The fourth is self-blame. You were probably too much. You were probably too little. Surely, if you had done this or that better, it would have worked. Sometimes, yes, a relationship depends on two people. But it's also true that what would have required continuous self-sacrifice was not a lost dream, but a bad deal.
What to do on tough days?
Because there will be tough days. It doesn't matter how conscious you are. A scent, a song, a street, a date, and boom, it all comes back. At such times, the task isn't to feel nothing. The task is not to do anything foolish based on the feeling.
You need a pre-planned strategy for bad days. Not a grand philosophy, but rather an emergency plan. When the feeling of absence overwhelms you, don't reach for your phone, but do something that physically shakes you out of it. Go for a walk. Take a shower. Call someone who won't romanticize the situation. Write down in three sentences why it ended and why it's not good to go back to the same place.
It's worth taking the body seriously. Letting go isn't just mental work. Without sleep, with a disrupted daily rhythm, and constant stimulation, it's much harder to get out of emotional dependence. It's not glamorous advice, but it works: sleep more, exercise regularly, eat normally. Your nervous system is not a sidekick.
How do I let go of someone while rebuilding myself?
This is the essence. It's not enough to get rid of the absence. You need something in its place to sustain you.
After a breakup or unrequited attachment, self-esteem is often damaged. It's not just that you lost someone, but also that you feel you weren't chosen. It's easy to create the lie that you're worth less. But the two are not the same.
Rebuilding starts with giving weight back to your own life. What did you abandon about yourself during the relationship? Friends? Exercise? Ambition? Peace? Self-respect? These don't need to be regained someday; they need to be regained now.
It's also worth asking yourself why you clung so tightly. Was it because they were really that special? Or because they came at a bad time when you were already starving for attention, security, validation? Sometimes the other person isn't the great love. Sometimes it's just a strong dose of emotion that arrived at the wrong moment.
If you recognize this, you won't just survive, but you'll learn from it. And that's the point where letting go isn't a loss, but a change of direction.
When do you need more help?
Sometimes, time and discipline can sort many things out.
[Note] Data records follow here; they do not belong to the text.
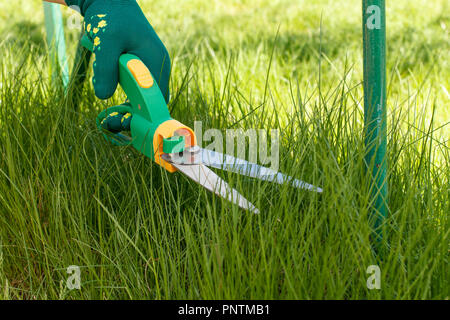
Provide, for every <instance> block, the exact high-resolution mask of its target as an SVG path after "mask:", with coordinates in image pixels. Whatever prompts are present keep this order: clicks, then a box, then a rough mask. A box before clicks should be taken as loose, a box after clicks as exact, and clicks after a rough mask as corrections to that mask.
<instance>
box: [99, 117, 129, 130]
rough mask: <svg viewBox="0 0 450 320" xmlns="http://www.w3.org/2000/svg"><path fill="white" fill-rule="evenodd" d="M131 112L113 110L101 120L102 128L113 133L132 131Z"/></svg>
mask: <svg viewBox="0 0 450 320" xmlns="http://www.w3.org/2000/svg"><path fill="white" fill-rule="evenodd" d="M131 118H132V116H131V113H128V112H127V113H119V112H113V113H110V114H108V115H107V116H106V118H105V119H103V121H102V122H101V125H102V128H103V129H105V130H108V131H110V132H112V133H119V132H121V131H130V124H131Z"/></svg>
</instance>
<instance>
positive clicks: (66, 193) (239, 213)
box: [0, 0, 450, 299]
mask: <svg viewBox="0 0 450 320" xmlns="http://www.w3.org/2000/svg"><path fill="white" fill-rule="evenodd" d="M141 2H142V1H141ZM417 2H418V3H417V4H414V5H412V4H411V2H410V1H406V0H402V1H395V2H390V3H389V4H388V11H387V14H388V77H389V83H388V91H389V97H388V107H389V110H388V119H389V123H388V131H389V136H388V143H389V144H388V151H389V200H390V202H389V205H390V213H389V217H388V219H387V220H386V223H385V225H384V234H385V238H384V241H383V244H382V247H383V250H382V254H383V259H381V260H380V259H379V258H377V257H376V256H375V254H374V252H373V250H372V247H371V241H370V236H371V229H370V221H369V220H370V219H369V207H370V199H369V197H368V194H369V193H370V192H369V190H368V183H367V181H368V180H367V178H366V176H365V175H364V166H363V158H364V141H363V106H362V98H363V91H362V85H361V81H362V35H361V22H360V19H361V17H360V16H361V7H360V2H358V1H353V2H349V1H325V0H322V1H314V4H312V2H311V1H290V0H283V1H282V0H279V1H251V0H246V1H232V0H228V1H214V2H211V1H200V0H195V1H182V2H180V1H159V0H158V1H151V2H145V5H144V6H143V7H144V11H145V12H146V13H147V14H148V17H149V18H150V20H151V22H152V23H153V24H154V26H155V28H156V30H157V32H158V33H159V34H160V36H161V38H162V39H163V41H164V42H165V43H166V45H167V47H168V49H169V51H170V52H171V55H172V57H173V74H172V80H171V87H172V96H173V100H172V103H171V105H170V109H171V110H172V115H173V117H174V118H176V119H178V120H180V121H182V122H183V123H185V124H187V125H191V126H192V125H193V123H194V121H198V120H201V121H203V127H204V129H208V128H223V129H226V128H231V127H233V128H244V129H246V128H266V129H273V128H278V129H280V131H281V138H282V141H281V150H280V169H281V171H283V172H285V173H288V174H290V175H292V176H295V177H297V178H301V179H302V180H305V181H308V182H311V183H314V184H316V185H320V186H322V187H323V188H324V193H323V194H322V195H318V194H313V193H308V192H303V191H299V190H296V189H292V188H289V187H288V186H278V185H273V184H270V183H265V182H259V181H257V180H254V179H250V178H245V177H240V176H237V175H234V174H226V173H220V172H218V173H219V174H220V175H221V176H222V177H224V178H225V179H226V180H227V181H229V182H230V184H231V185H232V186H233V187H235V188H236V189H237V190H239V191H240V192H241V193H242V194H243V195H244V196H246V197H247V198H248V199H249V200H250V201H252V202H253V203H254V204H255V205H256V206H257V207H258V208H260V209H261V214H260V215H252V214H250V213H246V212H244V211H242V210H240V209H238V208H237V207H236V206H233V205H231V204H229V203H228V202H226V201H224V200H221V199H219V198H217V197H215V196H214V195H212V194H210V193H208V192H206V191H204V190H203V189H201V188H199V187H198V186H197V185H196V184H194V183H192V182H190V181H189V180H188V179H187V178H185V177H183V176H182V175H181V174H168V173H166V172H164V171H162V170H161V169H160V168H159V167H158V166H157V165H155V164H153V163H152V162H151V161H150V160H149V159H147V158H144V157H143V156H141V155H140V154H138V153H137V152H136V151H134V150H132V149H130V148H118V147H112V146H111V145H108V144H107V143H106V142H105V141H104V139H103V138H102V136H101V133H99V132H98V131H97V130H96V128H95V117H96V115H97V113H98V112H99V111H100V110H101V109H102V108H105V107H107V106H110V105H113V104H115V103H120V102H121V101H123V98H124V96H123V93H118V94H117V95H116V96H115V97H114V99H112V100H111V101H105V102H103V101H99V100H97V99H96V98H95V96H94V94H93V90H92V87H91V85H90V84H89V85H86V86H85V90H84V92H83V96H82V99H81V101H80V104H79V106H78V111H77V112H75V108H74V106H73V105H72V104H71V102H70V99H67V98H65V97H64V93H63V92H62V90H61V89H60V88H59V87H58V86H55V85H52V82H51V77H50V74H51V71H50V69H49V67H48V60H47V53H46V48H45V43H44V42H43V41H44V40H43V39H44V30H43V22H42V13H41V11H40V5H41V4H40V1H33V2H31V1H27V2H25V3H23V4H22V3H20V4H19V3H18V4H8V5H7V4H6V3H2V4H0V17H1V18H2V19H1V21H2V24H0V31H1V34H2V38H1V40H0V50H1V53H2V54H1V56H0V213H1V214H0V298H2V299H21V298H25V299H35V298H38V299H59V298H61V299H79V298H85V299H118V298H125V299H126V298H133V299H185V298H192V299H206V298H209V299H219V298H226V299H247V298H249V299H266V298H267V299H425V298H428V299H446V298H448V297H449V289H450V284H449V273H448V262H449V261H448V260H449V248H448V242H449V237H448V236H449V221H448V213H449V212H450V203H449V199H450V194H449V177H450V170H449V160H450V158H449V148H448V138H449V134H448V132H449V130H448V128H449V125H448V121H449V117H448V114H449V112H450V105H449V103H448V101H449V93H448V90H449V87H450V86H449V76H448V74H449V71H450V70H449V62H448V53H449V49H450V45H449V41H448V39H449V31H448V30H449V28H450V19H449V15H448V12H449V7H448V5H447V2H446V1H445V0H440V1H437V0H436V1H417ZM65 12H66V13H65V14H66V15H67V14H69V12H68V11H67V10H66V11H65ZM36 13H37V14H36ZM321 19H322V28H321V27H320V26H321V22H320V21H321ZM77 34H78V32H77V31H75V30H72V31H68V32H67V34H66V36H67V39H68V42H69V44H70V45H69V49H70V50H69V51H70V52H71V53H72V52H73V49H74V46H75V45H76V38H77ZM277 34H278V35H277ZM71 56H73V54H71ZM70 265H78V266H80V267H81V280H82V287H81V290H73V291H70V290H68V289H67V288H66V286H65V281H66V279H67V277H68V275H67V273H66V269H67V267H68V266H70ZM370 265H379V266H380V268H381V272H382V279H381V290H374V291H370V290H368V289H367V287H366V280H367V278H368V276H369V275H368V274H366V269H367V267H368V266H370Z"/></svg>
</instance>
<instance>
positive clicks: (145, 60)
mask: <svg viewBox="0 0 450 320" xmlns="http://www.w3.org/2000/svg"><path fill="white" fill-rule="evenodd" d="M66 3H67V5H69V6H72V5H76V6H78V7H80V9H81V14H82V15H83V16H84V21H85V23H84V27H85V31H86V33H87V35H88V37H89V38H90V39H91V40H92V42H93V43H94V57H95V60H94V78H93V80H92V82H93V84H94V89H95V95H96V96H97V97H98V98H100V99H107V98H110V97H111V96H112V95H113V94H114V91H115V90H116V88H117V84H118V82H119V57H120V55H122V54H123V53H130V54H134V55H136V56H138V57H139V58H140V59H141V60H142V61H143V62H144V64H145V65H146V66H147V67H148V68H149V69H150V72H151V73H152V75H153V77H154V78H155V80H156V81H157V82H158V85H159V87H160V89H161V91H162V93H163V95H164V98H165V99H166V102H168V101H169V78H170V67H171V64H170V57H169V54H168V52H167V49H166V48H165V47H164V44H163V43H162V42H161V40H160V39H159V37H158V35H157V34H156V32H155V31H154V30H153V28H152V26H151V25H150V23H149V22H148V20H147V18H146V17H145V15H144V13H143V12H142V10H141V8H140V7H139V5H138V4H137V3H136V1H135V0H66Z"/></svg>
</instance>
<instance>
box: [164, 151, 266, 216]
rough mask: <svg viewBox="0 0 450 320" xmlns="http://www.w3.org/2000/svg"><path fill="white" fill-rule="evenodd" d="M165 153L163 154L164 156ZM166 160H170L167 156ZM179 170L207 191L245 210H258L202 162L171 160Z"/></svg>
mask: <svg viewBox="0 0 450 320" xmlns="http://www.w3.org/2000/svg"><path fill="white" fill-rule="evenodd" d="M164 156H165V155H163V158H164ZM167 160H170V159H169V158H167ZM171 164H172V165H173V166H174V167H175V168H177V169H178V170H179V171H180V172H182V173H184V174H185V175H186V176H188V177H189V178H190V179H192V180H194V181H195V182H197V183H198V184H200V185H201V186H203V187H204V188H206V189H207V190H209V191H212V192H214V193H215V194H217V195H218V196H220V197H222V198H224V199H227V200H228V201H230V202H233V203H235V204H237V205H238V206H239V207H241V208H242V209H245V210H249V211H251V212H253V213H259V210H258V209H257V208H256V207H255V206H254V205H253V204H252V203H251V202H250V201H248V200H247V199H245V198H244V197H243V196H242V195H241V194H240V193H239V192H237V191H236V190H235V189H233V188H231V187H230V186H229V185H228V183H226V182H225V181H224V180H223V179H221V178H220V177H219V176H218V175H217V174H215V173H214V172H213V171H211V170H210V169H209V168H207V167H206V166H205V165H203V164H180V163H175V162H171Z"/></svg>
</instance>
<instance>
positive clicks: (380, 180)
mask: <svg viewBox="0 0 450 320" xmlns="http://www.w3.org/2000/svg"><path fill="white" fill-rule="evenodd" d="M363 45H364V125H365V129H364V134H365V144H366V155H365V161H366V165H367V168H368V173H369V176H370V183H371V186H370V192H371V194H370V195H371V203H372V207H371V210H372V217H373V219H374V229H375V232H376V237H377V240H381V239H382V232H381V227H382V224H383V222H384V219H385V218H386V216H387V212H388V205H387V193H388V189H387V187H388V186H387V173H386V171H387V159H386V145H387V136H386V131H387V129H386V127H387V126H386V122H387V119H386V14H385V1H384V0H363Z"/></svg>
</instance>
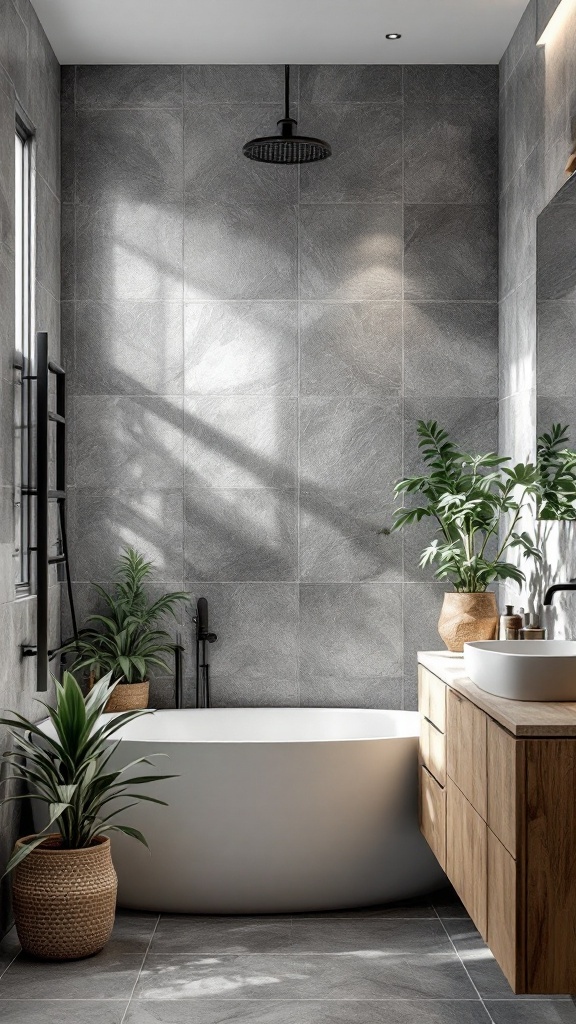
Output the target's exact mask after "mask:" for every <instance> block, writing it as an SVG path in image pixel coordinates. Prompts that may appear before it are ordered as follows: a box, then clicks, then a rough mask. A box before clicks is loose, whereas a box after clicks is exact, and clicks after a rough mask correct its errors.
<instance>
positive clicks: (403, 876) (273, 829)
mask: <svg viewBox="0 0 576 1024" xmlns="http://www.w3.org/2000/svg"><path fill="white" fill-rule="evenodd" d="M418 731H419V718H418V714H417V713H415V712H392V711H348V710H330V709H326V710H324V709H318V710H317V709H313V710H304V709H230V710H228V709H211V710H207V711H204V710H201V711H196V710H193V711H158V712H156V713H155V714H154V715H150V716H146V717H143V718H141V719H138V720H137V721H135V722H133V723H130V724H129V725H128V726H127V727H126V728H125V729H124V731H123V733H122V734H121V735H122V740H121V743H120V745H119V748H118V751H117V753H116V755H115V760H116V761H117V762H119V763H125V764H127V763H128V762H129V761H132V760H133V759H134V758H137V757H141V756H142V755H151V754H155V753H161V754H166V755H168V757H163V758H159V759H158V760H157V761H156V764H157V767H158V769H159V770H161V771H162V772H165V773H176V774H177V778H172V779H170V780H168V781H165V782H162V783H157V784H156V783H155V784H154V785H151V786H147V790H146V792H148V793H149V794H150V795H151V796H157V797H162V798H163V799H164V800H166V801H168V806H167V807H159V806H158V805H156V804H149V803H142V804H139V805H138V806H137V807H134V808H132V809H131V810H129V811H127V812H126V813H124V814H123V815H122V816H121V818H120V819H119V820H121V821H122V822H123V823H126V824H130V825H133V826H135V827H137V828H139V829H140V830H141V831H142V833H143V834H145V836H146V837H147V840H148V842H149V844H150V851H151V852H150V853H148V852H147V850H146V849H145V848H143V847H141V846H140V845H139V844H138V843H136V842H135V841H134V840H130V839H127V838H126V837H124V836H122V835H116V836H114V838H113V857H114V863H115V866H116V870H117V872H118V881H119V893H118V898H119V903H120V905H121V906H125V907H131V908H137V909H142V910H166V911H176V912H186V913H222V914H225V913H282V912H296V911H299V910H311V911H312V910H326V909H332V908H338V907H340V908H343V907H354V906H363V905H369V904H374V903H381V902H387V901H392V900H398V899H403V898H406V897H409V896H414V895H417V894H419V893H423V892H426V891H429V890H431V889H434V888H437V887H438V886H439V885H442V884H443V882H444V881H445V878H444V874H443V872H442V871H441V869H440V867H439V865H438V863H437V861H436V859H435V857H434V856H433V854H431V853H430V851H429V849H428V847H427V845H426V843H425V842H424V840H423V839H422V837H421V835H420V833H419V829H418V818H417V772H418V768H417V736H418ZM139 770H140V771H141V767H140V769H139ZM151 770H152V769H147V768H146V766H145V771H151Z"/></svg>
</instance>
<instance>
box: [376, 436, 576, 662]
mask: <svg viewBox="0 0 576 1024" xmlns="http://www.w3.org/2000/svg"><path fill="white" fill-rule="evenodd" d="M417 433H418V437H419V440H418V447H419V450H420V454H421V457H422V461H423V463H424V466H425V471H424V472H423V473H421V474H419V475H415V476H410V477H406V478H405V479H402V480H400V481H399V482H398V483H397V484H396V486H395V496H396V498H401V499H405V498H406V496H415V497H416V498H417V501H416V503H415V504H414V505H413V506H410V507H406V505H404V504H403V506H402V507H401V508H398V509H397V510H396V511H395V513H394V524H393V526H392V529H393V530H397V529H403V528H404V527H406V526H410V525H412V524H413V523H418V522H421V521H423V520H426V519H431V520H434V522H435V523H436V527H437V528H436V532H437V537H435V538H434V539H433V540H431V541H430V542H429V544H427V545H426V547H425V548H424V550H423V552H422V554H421V557H420V562H419V564H420V566H422V567H426V566H428V565H430V566H431V565H434V566H436V570H435V573H434V574H435V579H436V580H441V581H447V582H449V583H450V584H451V585H452V587H453V588H454V589H453V592H448V593H446V594H445V596H444V604H443V608H442V612H441V616H440V622H439V633H440V635H441V637H442V639H443V640H444V642H445V644H446V646H447V647H448V649H449V650H453V651H461V650H462V648H463V644H464V643H465V642H466V641H467V640H491V639H493V638H494V636H495V634H496V630H497V625H498V607H497V604H496V597H495V595H494V594H493V593H492V592H490V591H488V587H489V586H490V585H491V584H494V583H498V582H501V581H504V580H512V581H515V582H516V583H523V582H524V581H525V579H526V578H525V573H524V572H523V570H522V568H521V567H520V566H519V565H518V564H516V562H515V561H511V560H510V555H511V553H512V551H513V550H515V549H516V550H520V552H521V553H522V554H523V556H524V557H525V558H527V559H534V560H536V561H539V560H540V559H541V552H540V550H539V549H538V547H537V545H536V543H535V541H534V539H533V538H532V536H531V535H530V534H529V532H528V531H527V530H526V529H523V528H522V524H523V519H524V518H525V514H526V513H528V512H529V511H533V510H534V503H536V506H537V507H538V508H541V510H542V511H543V510H544V509H546V510H547V515H548V518H566V516H562V515H560V514H553V515H552V511H553V510H556V513H560V510H561V508H564V509H565V510H566V509H567V508H569V507H570V508H573V503H574V499H575V498H576V456H575V455H574V453H568V452H567V450H563V449H562V444H563V443H564V441H565V440H566V433H567V431H566V428H562V427H560V425H558V426H556V427H553V428H552V431H551V432H550V433H549V434H543V435H541V436H540V437H539V438H538V459H537V462H536V464H532V463H518V464H517V465H516V466H511V467H510V466H507V465H506V464H507V463H509V462H510V460H509V459H508V458H506V457H502V456H498V455H496V454H495V453H493V452H490V453H487V454H485V455H479V456H476V455H470V454H469V453H467V452H464V451H463V450H462V449H461V447H459V445H457V444H456V443H454V442H453V441H452V440H451V439H450V437H449V434H448V433H447V431H446V430H443V429H442V427H440V426H439V425H438V423H436V422H431V421H429V422H424V421H423V420H419V421H418V425H417ZM569 456H573V457H574V458H572V459H570V458H569ZM552 492H553V502H552ZM552 506H553V509H552ZM572 517H574V516H572ZM389 531H390V530H389V529H388V528H384V529H383V530H382V531H381V532H383V534H388V532H389Z"/></svg>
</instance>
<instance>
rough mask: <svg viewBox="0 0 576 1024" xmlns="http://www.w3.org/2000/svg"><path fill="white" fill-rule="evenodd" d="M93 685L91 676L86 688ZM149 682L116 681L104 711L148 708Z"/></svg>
mask: <svg viewBox="0 0 576 1024" xmlns="http://www.w3.org/2000/svg"><path fill="white" fill-rule="evenodd" d="M93 685H94V679H93V676H90V678H89V680H88V689H90V690H91V689H92V686H93ZM149 696H150V683H149V681H148V679H147V680H145V682H143V683H118V686H117V687H116V688H115V690H114V692H113V694H112V696H111V697H110V699H109V700H107V703H106V708H105V711H106V712H111V711H140V710H141V709H142V708H148V700H149Z"/></svg>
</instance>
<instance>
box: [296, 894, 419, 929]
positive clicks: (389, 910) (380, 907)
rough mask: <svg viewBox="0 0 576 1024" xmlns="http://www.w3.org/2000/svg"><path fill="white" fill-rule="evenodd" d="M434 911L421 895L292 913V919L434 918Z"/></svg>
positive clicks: (354, 919) (334, 919)
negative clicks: (358, 904) (314, 911)
mask: <svg viewBox="0 0 576 1024" xmlns="http://www.w3.org/2000/svg"><path fill="white" fill-rule="evenodd" d="M435 916H436V913H435V910H434V907H433V906H431V902H430V899H429V897H426V896H422V897H416V898H415V899H408V900H405V901H403V902H398V903H384V904H382V905H376V906H361V907H358V909H355V910H325V911H323V912H321V913H298V914H294V916H293V918H292V921H293V922H294V923H297V922H298V921H307V920H308V919H311V918H312V919H314V920H317V921H323V920H325V919H328V920H329V921H348V920H349V919H353V920H356V919H361V918H370V919H371V918H406V919H413V918H424V919H428V918H435Z"/></svg>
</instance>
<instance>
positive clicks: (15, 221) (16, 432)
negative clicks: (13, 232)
mask: <svg viewBox="0 0 576 1024" xmlns="http://www.w3.org/2000/svg"><path fill="white" fill-rule="evenodd" d="M14 170H15V177H14V180H15V189H14V195H15V210H14V213H15V218H14V254H15V256H14V260H15V264H14V280H15V294H14V329H15V330H14V335H15V336H14V349H15V360H14V362H15V371H16V373H15V379H16V389H15V401H14V439H15V452H14V504H15V515H14V525H15V563H16V568H15V584H16V590H17V591H18V592H20V593H29V592H30V589H31V577H30V551H29V549H30V543H31V542H30V532H31V501H30V496H29V494H28V490H29V488H30V486H31V476H30V447H31V445H30V434H31V426H32V401H31V380H30V378H31V376H32V374H33V373H34V362H35V358H34V342H33V335H32V297H31V296H32V292H31V288H32V272H31V271H32V267H31V264H32V134H31V132H30V131H29V130H28V129H27V127H26V125H25V124H24V122H23V121H20V120H19V118H17V119H16V128H15V168H14Z"/></svg>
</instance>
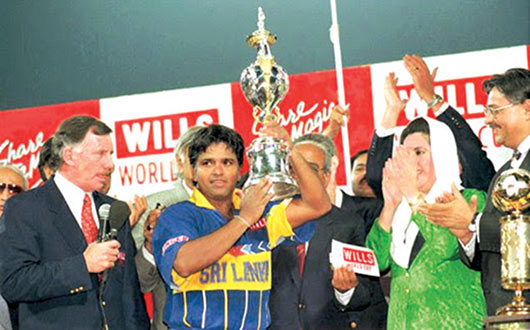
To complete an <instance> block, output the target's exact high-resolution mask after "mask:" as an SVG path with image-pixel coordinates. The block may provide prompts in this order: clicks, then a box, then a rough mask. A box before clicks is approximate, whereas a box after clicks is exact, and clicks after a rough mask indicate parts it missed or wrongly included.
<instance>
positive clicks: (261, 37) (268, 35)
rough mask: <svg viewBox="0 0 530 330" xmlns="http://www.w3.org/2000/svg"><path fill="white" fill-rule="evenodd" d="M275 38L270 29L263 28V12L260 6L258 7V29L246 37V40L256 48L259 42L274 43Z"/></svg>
mask: <svg viewBox="0 0 530 330" xmlns="http://www.w3.org/2000/svg"><path fill="white" fill-rule="evenodd" d="M276 40H277V38H276V36H275V35H274V34H272V33H271V32H270V31H268V30H265V13H264V12H263V9H262V8H261V7H259V8H258V29H257V30H256V31H254V32H252V34H251V35H249V36H248V37H247V38H246V42H247V43H248V44H249V45H250V46H251V47H254V48H258V46H259V44H260V43H261V42H266V43H268V44H269V45H274V43H275V42H276Z"/></svg>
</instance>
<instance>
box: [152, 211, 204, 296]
mask: <svg viewBox="0 0 530 330" xmlns="http://www.w3.org/2000/svg"><path fill="white" fill-rule="evenodd" d="M189 206H190V203H189V202H182V203H178V204H175V205H172V206H170V207H169V208H168V209H167V210H165V211H164V212H163V213H162V214H161V215H160V218H159V219H158V223H157V225H156V228H155V232H154V233H153V249H154V256H155V261H156V264H157V266H158V269H159V270H160V274H161V275H162V278H163V279H164V282H166V284H168V285H169V286H170V287H173V288H174V283H173V280H172V277H171V270H172V268H173V263H174V261H175V257H176V256H177V253H178V251H179V249H180V247H181V246H182V245H184V244H185V243H186V242H188V241H191V240H193V239H196V238H198V237H199V232H198V227H197V223H198V221H197V220H198V219H197V214H195V215H194V214H192V213H193V212H192V209H191V208H190V207H189Z"/></svg>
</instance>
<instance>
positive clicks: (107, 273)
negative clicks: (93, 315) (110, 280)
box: [99, 200, 131, 297]
mask: <svg viewBox="0 0 530 330" xmlns="http://www.w3.org/2000/svg"><path fill="white" fill-rule="evenodd" d="M106 205H108V204H106ZM102 206H103V205H102ZM100 209H101V208H100ZM130 214H131V210H129V206H128V205H127V203H125V202H122V201H118V200H116V201H114V202H112V204H111V205H110V207H109V216H108V223H109V227H110V231H109V232H108V233H106V234H105V235H104V238H103V242H106V241H110V240H113V239H116V237H118V231H119V230H120V228H121V227H123V226H124V225H125V222H126V221H129V215H130ZM110 271H111V268H109V269H106V270H105V271H103V274H102V275H101V284H100V287H99V290H100V297H101V296H102V295H103V292H104V290H105V286H106V284H107V279H108V277H109V272H110Z"/></svg>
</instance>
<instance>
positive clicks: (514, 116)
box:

But sometimes, it's not enough. If you've been stuck in the same place for months, if your daily functioning has fallen apart, if panic, compulsive checking, sleep disorders, or depressive symptoms accompany everything, then asking for help is not a weakness. In fact, it's one of the most mature decisions.
You don't have to endure everything alone just because others have moved on from the outside. Letting go is not a competition. But it's also not an excuse to spin in the same circle forever.
Many people also find it helpful to grasp onto something short, targeted, that doesn't speak in therapy language, but clearly and directly. This is precisely why books that don't mince words but pull you out of stagnation on a daily basis work. They don't offer miracles, but momentum. Sometimes, that's exactly what's missing.
The truth is simpler than you'd like: you let go of someone not when you feel nothing one day, but when you no longer organize your life around them. And when that happens, the silence will no longer be emptiness, but space for what truly belongs to you.